Nothing could be further from the truth. There were many open hearings held on this subject most of which were in Readsboro. The Selectpersons of both Searsburg and Readsboro held a joint open meeting to discuss this process. Both towns took a vote on the matter.

The location is on Green Mountain National Forest which triggered another round of review and testimony of the application and spanned over two years.

Individuals and cities were given the right for party status throughout the process. All that wanted to did so.

Hartwell was not present for any of these meetings and hearings. What is he complaining about? As an attorney is knows damn well if you don't answer the bell you lose. Mr. Hartwell you did not answer the bell. Look in the mirror the next time you state the process is wrong. Maybe you should have been involved in the process instead of being an absentee legislature for our valley.
Annette Smith
June 14, 2014
Readsboro voted for turbines much smaller than what the USFS and PSB approved -- Iberdrola not long ago went back to the USFS (but not the PSB) to ask to use larger turbines -- and if Searsburg voted, it must have been a long time ago when the turbines were also smaller.

The Deerfield Wind case is currently in litigation and federal court will hear oral argument in Brattleboro on July 23 at 10:30. The public is welcome to attend. What you will learn is that the USFS's NEPA review was riddled with conflict of interest, that the USFS failed to take a hard look at alternatives and issues such as blasting. The USFS used the same noise and aesthetic consultants that Iberdrola used in the PSB hearings, no aesthetic or noise evaluation was done from inside the George D. Aiken Wilderness less than two miles to the west.

What we now know from the Hoosac Wind and three other big wind projects in Vermont is that the noise travels long distances. The Wilderness qualities of the Aiken Wilderness will be lost if this poorly-sited, politically-motivated project gets constructed.

Yes, Sen. Hartwell is right, the process surrounding the approval of this project was decided in a biased and non-transparent way where only pro-wind expertise was listened to. Now we know what the truth is. Some residents of Readsboro have had their lives destroyed by the Hoosac Wind project 1.8 miles from their homes.
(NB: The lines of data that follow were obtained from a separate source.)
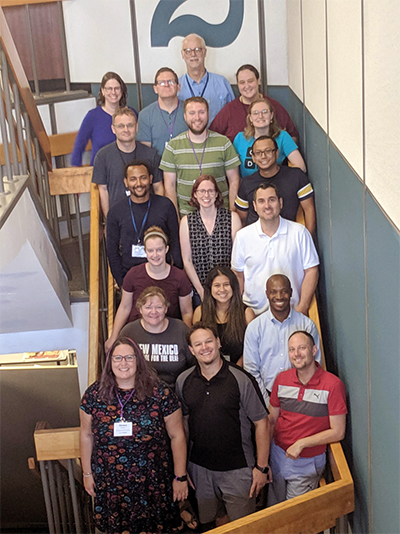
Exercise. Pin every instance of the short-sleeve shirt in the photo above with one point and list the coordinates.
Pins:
(175, 285)
(157, 126)
(305, 409)
(289, 251)
(109, 166)
(178, 157)
(220, 413)
(167, 352)
(293, 186)
(243, 147)
(213, 87)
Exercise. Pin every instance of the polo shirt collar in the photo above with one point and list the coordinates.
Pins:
(315, 378)
(282, 228)
(222, 373)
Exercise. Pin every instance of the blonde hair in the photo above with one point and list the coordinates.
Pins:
(274, 128)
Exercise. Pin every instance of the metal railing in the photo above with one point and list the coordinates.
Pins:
(68, 507)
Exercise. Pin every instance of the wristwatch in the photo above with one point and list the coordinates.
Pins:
(181, 479)
(263, 470)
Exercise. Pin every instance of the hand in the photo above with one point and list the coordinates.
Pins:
(294, 450)
(89, 485)
(259, 481)
(302, 309)
(180, 490)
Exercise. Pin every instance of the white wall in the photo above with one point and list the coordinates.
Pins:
(330, 57)
(99, 39)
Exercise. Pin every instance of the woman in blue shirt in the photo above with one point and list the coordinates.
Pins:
(261, 121)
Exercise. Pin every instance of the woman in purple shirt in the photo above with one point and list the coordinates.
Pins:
(96, 125)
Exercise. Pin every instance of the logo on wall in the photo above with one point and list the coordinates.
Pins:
(215, 35)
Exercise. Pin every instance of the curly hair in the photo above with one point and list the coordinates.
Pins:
(145, 378)
(124, 90)
(274, 128)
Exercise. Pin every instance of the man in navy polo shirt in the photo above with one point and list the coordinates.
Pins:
(307, 411)
(220, 401)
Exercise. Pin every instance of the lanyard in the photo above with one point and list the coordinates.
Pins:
(204, 88)
(138, 234)
(199, 163)
(122, 406)
(175, 112)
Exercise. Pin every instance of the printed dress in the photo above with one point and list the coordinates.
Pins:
(133, 474)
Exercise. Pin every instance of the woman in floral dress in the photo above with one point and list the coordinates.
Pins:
(133, 447)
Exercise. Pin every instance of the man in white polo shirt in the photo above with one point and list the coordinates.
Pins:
(274, 245)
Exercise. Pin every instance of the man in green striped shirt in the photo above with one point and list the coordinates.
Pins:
(199, 151)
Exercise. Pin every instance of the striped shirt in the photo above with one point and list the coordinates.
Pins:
(179, 157)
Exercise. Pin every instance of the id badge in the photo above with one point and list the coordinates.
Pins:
(123, 428)
(138, 251)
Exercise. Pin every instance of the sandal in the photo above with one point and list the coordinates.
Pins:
(188, 515)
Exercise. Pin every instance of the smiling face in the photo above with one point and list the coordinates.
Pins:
(261, 115)
(302, 352)
(267, 205)
(166, 86)
(124, 371)
(153, 312)
(125, 127)
(193, 52)
(138, 182)
(112, 92)
(196, 117)
(279, 293)
(205, 194)
(248, 85)
(156, 251)
(205, 346)
(221, 289)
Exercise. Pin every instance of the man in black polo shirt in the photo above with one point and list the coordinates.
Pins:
(220, 401)
(292, 183)
(130, 217)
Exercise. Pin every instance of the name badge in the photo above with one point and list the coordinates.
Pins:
(138, 251)
(123, 428)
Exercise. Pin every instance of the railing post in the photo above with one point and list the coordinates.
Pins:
(32, 51)
(74, 497)
(47, 499)
(10, 118)
(20, 132)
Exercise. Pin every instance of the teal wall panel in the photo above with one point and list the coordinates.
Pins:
(383, 264)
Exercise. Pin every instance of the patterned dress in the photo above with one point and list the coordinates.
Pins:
(210, 250)
(133, 475)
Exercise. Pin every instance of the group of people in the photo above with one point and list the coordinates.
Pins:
(212, 377)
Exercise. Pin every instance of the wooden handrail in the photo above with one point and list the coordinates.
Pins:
(14, 61)
(94, 285)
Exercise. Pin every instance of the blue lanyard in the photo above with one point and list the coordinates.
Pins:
(122, 406)
(190, 87)
(175, 112)
(143, 222)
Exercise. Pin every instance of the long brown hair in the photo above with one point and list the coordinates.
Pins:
(236, 324)
(124, 90)
(274, 128)
(145, 379)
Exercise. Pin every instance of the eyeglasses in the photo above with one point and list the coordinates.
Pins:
(262, 112)
(204, 192)
(165, 83)
(197, 51)
(109, 90)
(266, 152)
(129, 358)
(130, 126)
The Select Board in Readsboro has an obligation to learn what is happening to their residents now with that project and avoid causing further harm to more of their residents. The harm being done to some people is severe and life-destroying. This is no joke, and nothing is being done to help the people whose lives and health have been degraded. Please do not subject more of your population to all the problems that come with big wind, and that includes the wildlife.